🤖 AI Summary
This work proposes a non-intrusive speech quality assessment method leveraging large language models (LLMs) in data-scarce scenarios. It introduces the novel use of an LLM as a meta-evaluator that, through few-shot in-context learning, fuses lightweight acoustic descriptors with pseudo-labels generated by existing models such as DNSMOS and VQScore to predict perceptual Mean Opinion Scores (MOS). The key innovation lies in the LLM’s ability to aggregate heterogeneous quality signals and integrate a pseudo-label-guided mechanism, substantially enhancing assessment performance under low-resource conditions.
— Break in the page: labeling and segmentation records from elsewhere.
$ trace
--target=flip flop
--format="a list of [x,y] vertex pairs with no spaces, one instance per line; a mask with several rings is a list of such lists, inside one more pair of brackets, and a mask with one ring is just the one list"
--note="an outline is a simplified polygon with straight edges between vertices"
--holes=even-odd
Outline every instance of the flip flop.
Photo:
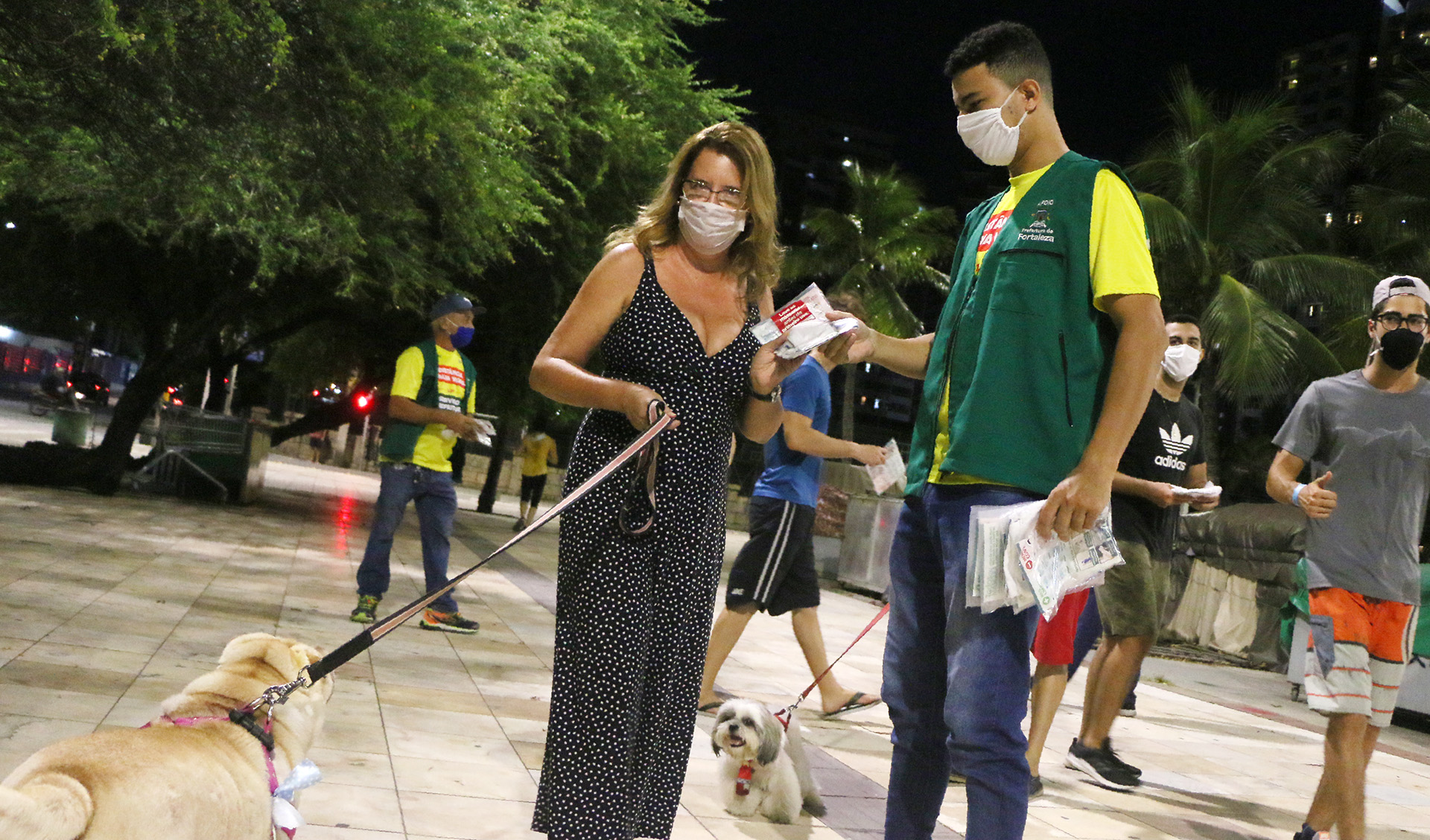
[[835,709],[834,711],[825,711],[824,713],[824,719],[825,720],[834,720],[837,717],[844,717],[845,714],[849,714],[851,711],[858,711],[861,709],[869,709],[872,706],[878,706],[879,703],[882,703],[882,700],[871,699],[864,691],[855,691],[854,696],[849,697],[849,700],[845,701],[844,706]]

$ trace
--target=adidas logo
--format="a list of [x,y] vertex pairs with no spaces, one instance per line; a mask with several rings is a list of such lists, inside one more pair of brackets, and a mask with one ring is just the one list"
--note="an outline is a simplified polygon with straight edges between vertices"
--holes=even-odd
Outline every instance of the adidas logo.
[[1163,436],[1163,446],[1167,447],[1167,454],[1171,456],[1185,454],[1191,449],[1191,441],[1195,440],[1195,436],[1191,434],[1183,437],[1181,429],[1177,429],[1175,423],[1171,424],[1171,431],[1158,429],[1157,434]]

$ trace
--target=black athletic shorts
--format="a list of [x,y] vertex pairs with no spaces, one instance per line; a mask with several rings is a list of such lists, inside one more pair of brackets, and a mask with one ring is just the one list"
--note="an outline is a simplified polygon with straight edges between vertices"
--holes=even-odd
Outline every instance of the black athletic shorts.
[[546,476],[522,476],[522,501],[526,504],[541,504],[541,494],[545,490]]
[[735,557],[725,586],[725,606],[754,603],[779,616],[819,606],[814,569],[814,509],[784,499],[749,499],[749,541]]

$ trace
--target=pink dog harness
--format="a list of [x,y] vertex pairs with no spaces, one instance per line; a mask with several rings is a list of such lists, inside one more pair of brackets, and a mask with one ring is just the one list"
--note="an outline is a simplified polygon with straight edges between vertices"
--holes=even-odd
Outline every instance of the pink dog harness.
[[[243,713],[243,711],[239,711],[237,709],[230,710],[227,717],[217,717],[217,716],[212,716],[212,717],[169,717],[167,714],[164,714],[162,717],[162,720],[167,720],[173,726],[194,726],[194,724],[199,724],[199,723],[207,723],[210,720],[226,720],[229,723],[236,723],[237,726],[242,726],[249,734],[252,734],[255,739],[257,739],[259,744],[263,747],[263,764],[267,767],[267,771],[269,771],[269,796],[273,796],[277,791],[277,769],[273,767],[273,716],[272,714],[263,720],[263,727],[262,729],[259,727],[257,721],[253,720],[253,714],[252,713]],[[150,726],[153,726],[152,721],[146,723],[144,726],[142,726],[139,729],[149,729]],[[275,826],[275,830],[276,829],[277,827]],[[285,834],[287,834],[289,840],[293,840],[293,836],[297,834],[297,829],[283,829],[282,831]]]

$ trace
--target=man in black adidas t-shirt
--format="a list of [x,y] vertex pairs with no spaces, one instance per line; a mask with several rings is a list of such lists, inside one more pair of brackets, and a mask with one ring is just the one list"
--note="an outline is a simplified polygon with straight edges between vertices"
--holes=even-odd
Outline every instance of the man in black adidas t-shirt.
[[[1201,414],[1181,396],[1204,354],[1195,319],[1167,320],[1161,374],[1113,479],[1113,534],[1125,564],[1110,569],[1105,583],[1097,587],[1103,643],[1088,666],[1083,729],[1065,763],[1114,790],[1131,790],[1141,781],[1141,770],[1113,753],[1108,733],[1161,630],[1168,587],[1165,561],[1180,506],[1193,501],[1185,489],[1207,483]],[[1208,510],[1216,504],[1213,500],[1194,507]]]

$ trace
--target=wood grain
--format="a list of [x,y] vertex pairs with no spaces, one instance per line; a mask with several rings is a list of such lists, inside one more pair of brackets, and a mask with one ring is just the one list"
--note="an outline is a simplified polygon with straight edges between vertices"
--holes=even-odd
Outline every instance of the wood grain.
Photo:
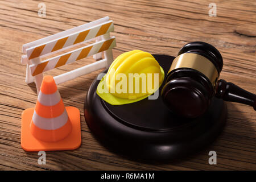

Experimental results on the VoiceBank-DEMAND dataset demonstrate that the proposed approach outperforms current state-of-the-art models—including DNSMOS, VQScore, CNN-BLSTM, and MOS-SSL—thereby validating the efficacy of LLM-driven multi-source signal fusion for speech quality evaluation.
📝 Abstract
In this paper, we introduce GatherMOS, a novel framework that leverages large language models (LLM) as meta-evaluators to aggregate diverse signals into quality predictions. GatherMOS integrates lightweight acoustic descriptors with pseudo-labels from DNSMOS and VQScore, enabling the LLM to reason over heterogeneous inputs and infer perceptual mean opinion scores (MOS). We further explore both zero-shot and few-shot in-context learning setups, showing that zero-shot GatherMOS maintains stable performance across diverse conditions, while few-shot guidance yields large gains when support samples match the test conditions. Experiments on the VoiceBank-DEMAND dataset demonstrate that GatherMOS consistently outperforms DNSMOS, VQScore, naive score averaging, and even learning-based models such as CNN-BLSTM and MOS-SSL when trained under limited labeled-data conditions. These results highlight the potential of LLM-based aggregation as a practical strategy for non-intrusive speech quality evaluation.